Reported9 March 2026 (event notified to police by organiser Nádasdi Viktória)
Banned11 March 2026 (Budapest Police)
Upheld19 March 2026 (Curia rejected appeal)
Organised byPrizma Közösség (Hungarian trans community organisation)
SummaryPrizma Közösség planned a peaceful, standing protest for 29 March 2026 (near International Transgender Day of Visibility) outside the Ministry of Justice, to highlight discrimination against trans people in Hungary. It was not a march — just a quiet two-hour gathering. Police summoned the organiser for questioning about the planned content, specifically asking whether "changing one's birth sex" would be discussed. The police then banned the event, citing the 2025 assembly law amendment linked to the 2021 "child protection" law. The Curia upheld the ban on 19 March.
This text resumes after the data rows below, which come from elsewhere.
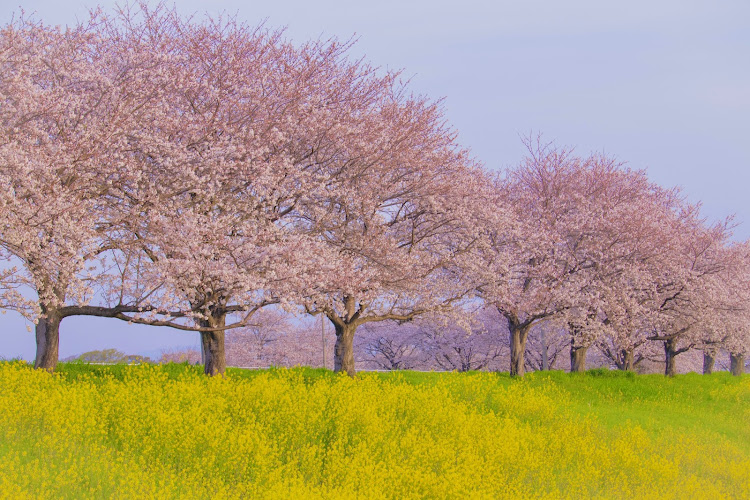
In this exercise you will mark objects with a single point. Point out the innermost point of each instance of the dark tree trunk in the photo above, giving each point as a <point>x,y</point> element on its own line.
<point>343,353</point>
<point>627,360</point>
<point>48,341</point>
<point>212,344</point>
<point>737,364</point>
<point>709,359</point>
<point>577,358</point>
<point>670,353</point>
<point>518,333</point>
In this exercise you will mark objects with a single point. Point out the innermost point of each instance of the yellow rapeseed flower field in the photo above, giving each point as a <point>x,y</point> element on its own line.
<point>150,432</point>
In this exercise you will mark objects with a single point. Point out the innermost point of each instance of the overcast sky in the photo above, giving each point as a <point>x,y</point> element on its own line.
<point>663,86</point>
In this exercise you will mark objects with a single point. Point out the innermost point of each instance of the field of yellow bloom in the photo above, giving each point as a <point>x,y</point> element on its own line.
<point>169,432</point>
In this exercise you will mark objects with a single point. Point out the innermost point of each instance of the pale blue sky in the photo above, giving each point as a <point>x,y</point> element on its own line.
<point>663,85</point>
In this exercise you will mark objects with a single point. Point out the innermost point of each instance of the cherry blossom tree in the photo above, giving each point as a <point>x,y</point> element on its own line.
<point>61,116</point>
<point>398,211</point>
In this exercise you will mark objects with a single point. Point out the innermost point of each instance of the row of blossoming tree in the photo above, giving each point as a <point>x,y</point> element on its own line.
<point>173,172</point>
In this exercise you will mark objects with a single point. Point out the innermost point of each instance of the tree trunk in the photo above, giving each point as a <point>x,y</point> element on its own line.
<point>737,364</point>
<point>577,358</point>
<point>519,332</point>
<point>709,359</point>
<point>343,353</point>
<point>670,353</point>
<point>627,360</point>
<point>48,341</point>
<point>212,344</point>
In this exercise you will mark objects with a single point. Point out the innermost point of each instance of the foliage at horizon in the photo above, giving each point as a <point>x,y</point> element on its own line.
<point>167,431</point>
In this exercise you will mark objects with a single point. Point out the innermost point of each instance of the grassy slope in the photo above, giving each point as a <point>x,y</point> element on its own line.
<point>601,434</point>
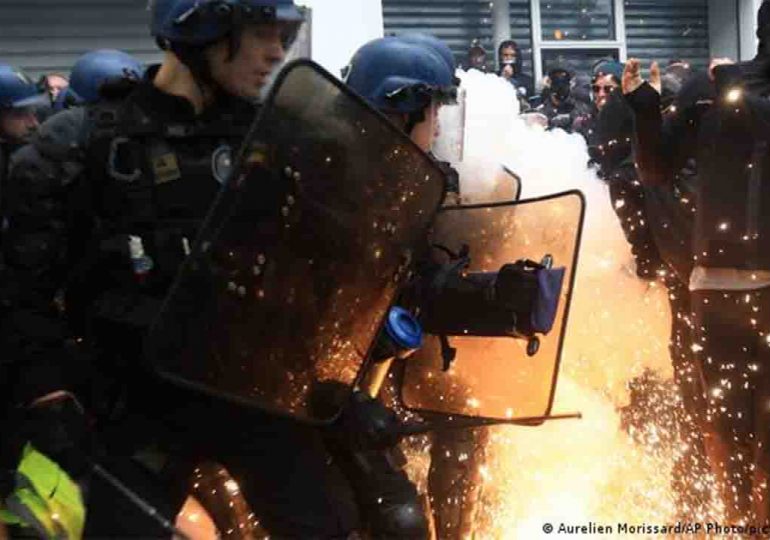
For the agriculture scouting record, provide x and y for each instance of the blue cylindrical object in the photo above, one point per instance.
(403, 329)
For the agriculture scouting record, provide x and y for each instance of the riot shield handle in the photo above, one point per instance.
(428, 426)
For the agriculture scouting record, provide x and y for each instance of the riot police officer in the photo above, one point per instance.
(93, 74)
(104, 203)
(408, 65)
(19, 98)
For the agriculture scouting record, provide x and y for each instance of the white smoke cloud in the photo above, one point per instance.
(619, 324)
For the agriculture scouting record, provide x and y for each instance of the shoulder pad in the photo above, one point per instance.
(63, 136)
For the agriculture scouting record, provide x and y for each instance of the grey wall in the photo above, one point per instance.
(662, 30)
(723, 28)
(43, 36)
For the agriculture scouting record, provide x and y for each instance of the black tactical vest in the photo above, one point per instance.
(134, 218)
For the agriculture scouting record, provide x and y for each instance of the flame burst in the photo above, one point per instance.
(636, 455)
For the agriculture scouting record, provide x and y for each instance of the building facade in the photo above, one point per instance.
(45, 36)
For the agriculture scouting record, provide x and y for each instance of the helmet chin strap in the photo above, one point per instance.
(412, 119)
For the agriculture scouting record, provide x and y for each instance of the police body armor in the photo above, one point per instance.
(150, 187)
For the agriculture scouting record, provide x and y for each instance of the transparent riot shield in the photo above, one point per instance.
(301, 254)
(499, 377)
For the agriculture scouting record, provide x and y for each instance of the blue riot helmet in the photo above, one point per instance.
(187, 27)
(202, 22)
(95, 69)
(400, 77)
(17, 91)
(437, 46)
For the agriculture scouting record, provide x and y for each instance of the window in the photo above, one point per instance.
(577, 20)
(574, 34)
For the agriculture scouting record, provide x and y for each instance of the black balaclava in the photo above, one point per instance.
(518, 65)
(561, 81)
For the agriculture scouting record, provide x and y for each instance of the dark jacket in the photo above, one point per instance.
(74, 197)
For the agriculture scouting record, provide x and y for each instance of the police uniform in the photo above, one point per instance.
(104, 205)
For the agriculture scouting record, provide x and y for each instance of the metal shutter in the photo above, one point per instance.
(660, 30)
(458, 22)
(44, 36)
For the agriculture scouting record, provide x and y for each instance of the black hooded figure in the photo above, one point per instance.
(511, 66)
(610, 148)
(711, 147)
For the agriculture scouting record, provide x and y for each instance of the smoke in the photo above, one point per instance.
(619, 325)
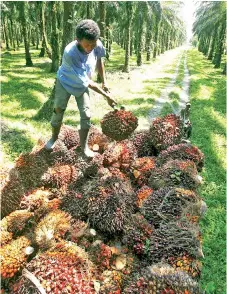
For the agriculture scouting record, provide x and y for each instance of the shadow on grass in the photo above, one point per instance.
(205, 127)
(15, 140)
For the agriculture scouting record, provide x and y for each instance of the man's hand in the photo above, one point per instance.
(105, 88)
(111, 101)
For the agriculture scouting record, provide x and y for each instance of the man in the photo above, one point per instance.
(79, 61)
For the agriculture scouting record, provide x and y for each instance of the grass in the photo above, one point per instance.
(24, 90)
(208, 93)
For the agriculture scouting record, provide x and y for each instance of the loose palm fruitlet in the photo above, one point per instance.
(161, 278)
(175, 173)
(119, 124)
(58, 272)
(111, 203)
(182, 152)
(13, 257)
(166, 131)
(169, 204)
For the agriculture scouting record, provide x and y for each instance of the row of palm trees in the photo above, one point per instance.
(210, 27)
(138, 26)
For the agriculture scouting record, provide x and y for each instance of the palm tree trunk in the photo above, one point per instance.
(22, 7)
(102, 20)
(128, 31)
(88, 8)
(43, 21)
(212, 45)
(46, 110)
(220, 47)
(6, 33)
(156, 37)
(54, 38)
(67, 24)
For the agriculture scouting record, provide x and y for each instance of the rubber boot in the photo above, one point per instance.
(50, 144)
(84, 143)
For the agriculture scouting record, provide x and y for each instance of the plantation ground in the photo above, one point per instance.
(24, 90)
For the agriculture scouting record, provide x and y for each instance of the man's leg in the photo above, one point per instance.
(83, 103)
(60, 104)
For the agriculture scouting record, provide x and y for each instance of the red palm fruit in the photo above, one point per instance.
(119, 124)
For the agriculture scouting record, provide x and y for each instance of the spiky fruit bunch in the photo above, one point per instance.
(61, 176)
(175, 173)
(93, 166)
(120, 155)
(52, 228)
(119, 124)
(17, 220)
(137, 234)
(183, 152)
(13, 257)
(58, 272)
(166, 131)
(75, 203)
(186, 263)
(101, 255)
(69, 136)
(111, 203)
(172, 239)
(141, 169)
(11, 193)
(97, 141)
(142, 142)
(142, 194)
(168, 204)
(111, 282)
(162, 278)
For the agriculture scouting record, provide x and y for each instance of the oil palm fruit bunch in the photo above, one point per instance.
(13, 256)
(142, 194)
(58, 272)
(16, 221)
(168, 204)
(119, 155)
(172, 239)
(175, 173)
(76, 204)
(137, 233)
(69, 136)
(183, 152)
(162, 278)
(52, 228)
(186, 263)
(111, 202)
(111, 282)
(97, 140)
(101, 255)
(142, 142)
(141, 169)
(119, 124)
(166, 131)
(60, 176)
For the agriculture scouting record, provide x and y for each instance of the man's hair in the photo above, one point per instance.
(87, 29)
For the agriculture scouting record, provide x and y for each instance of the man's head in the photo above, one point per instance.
(87, 34)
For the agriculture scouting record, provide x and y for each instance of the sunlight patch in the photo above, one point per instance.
(205, 92)
(4, 79)
(40, 95)
(219, 146)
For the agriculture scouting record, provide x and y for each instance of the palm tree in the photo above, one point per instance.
(211, 21)
(129, 10)
(23, 16)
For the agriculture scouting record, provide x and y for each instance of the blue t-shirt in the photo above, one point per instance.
(77, 68)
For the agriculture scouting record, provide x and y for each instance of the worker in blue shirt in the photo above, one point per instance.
(80, 59)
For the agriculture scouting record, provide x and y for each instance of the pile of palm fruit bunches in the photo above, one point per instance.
(125, 221)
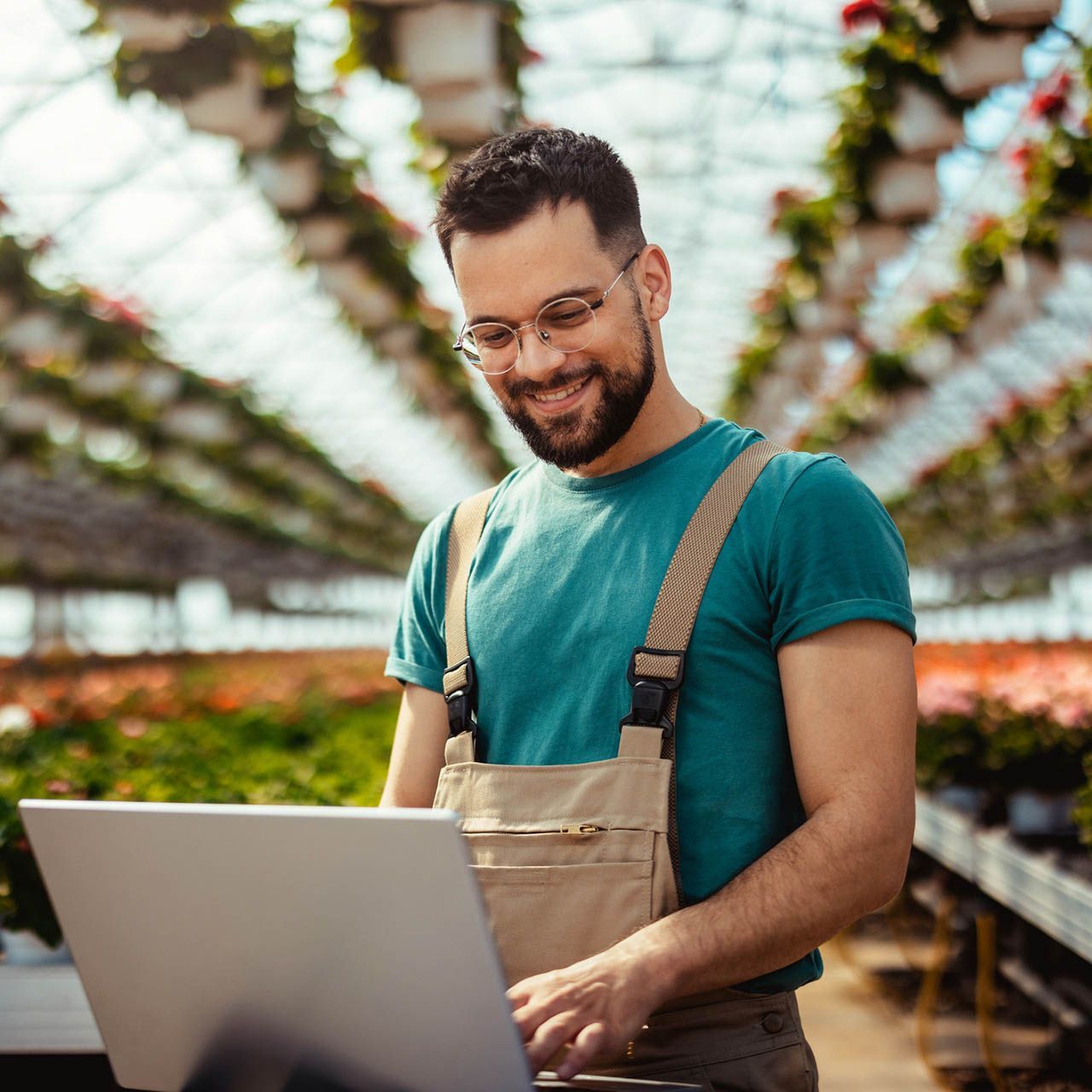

Prizma, represented by the Hungarian Helsinki Committee and supported by Amnesty International Hungary, Háttér Society, and TASU, is appealing to the Constitutional Court and filing a complaint with the European Court of Human Rights in Strasbourg. In 2025, Prizma had already decided not to organise a Trans Pride due to the changed legal environment; their 2026 attempt with a smaller format was also blocked.
Impact
Demonstrates that the assembly ban extends far beyond large Pride marches — even a small, silent trans protest is now illegal in Hungary. The police's logic implies that trans visibility itself is prohibited under the law. This is the first time the ban has been applied specifically to a trans-only event (as opposed to broader LGBTQ Pride). The case is now being pursued at both domestic (Constitutional Court) and international (ECHR) levels, adding to the growing body of legal challenges against Hungary's anti-trans framework.